BALLYGOWAN FLUTE BAND

Guido Deiro

Guido Deiro is credited with the Sharpshooters march, but he would have been the first to admit that there is more to the story. He claimed to have been playing in Germany in 1907, when he heard a catchy tune being played on a hand organ. He liked it so much that he asked the organist to play it again a few times. The organist did not have a name for the tune, but believed it to be an Italian march.

When he met up with his tutor, they endeavoured to commit the tune to paper, and proceeded to present it to several music companies in the hope of identifying the original. Nothing came of this, and when Deiro had progressed enough with his lessons, he arranged the tune from memory.

Deiro was a fine accordion player and when he moved to America, he played the march everywhere he went. It was an immediate success and he entitled it Bersaglieri or Sharpshooters.

While in New York in 1910 he was asked to make 10 records, one of which was this march. On a later recording, named Italian Army March by Deiro, he found on the last publication a second title of Curro Cuchares by G. Metallo. He was informed that a similar march had been discovered by this title. 

The two marches were by no means identical, and the march as we know it today is certainly Deiro's version and it was he who popularised it.

Count Guido Pietro Deiro (01.09.1886 - 26.07.1950) was a famous vaudeville star, international recording artist, composer and teacher. He was the first piano-accordionist to appear on big-time vaudeville, records, radio and the screen. Guido usually performed under the stage-name "Deiro", and he and his younger brother Pietro were among the highest paid musicians on the vaudeville circuit - they did much to introduce and popularise the piano accordion in the early 20th century.

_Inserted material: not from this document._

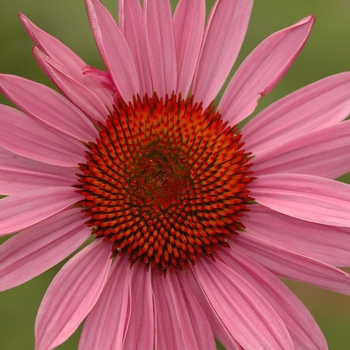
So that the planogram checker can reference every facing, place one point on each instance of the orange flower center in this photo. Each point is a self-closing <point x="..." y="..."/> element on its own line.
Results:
<point x="165" y="182"/>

He was born in Salto Canavese, near Turin into a minor aristocratic family and while he was a young boy he learned to play an ancient flute-like instrument called an ocarina. It was an uncle who saw his musical potential and acquired for him, when Guido was nine years of age, a two-row button accordion. Apparently he often played outside his father's store and attracted potential customers. He was later to study under the famous Italian accordionist-composer Giovanni Gagliardi.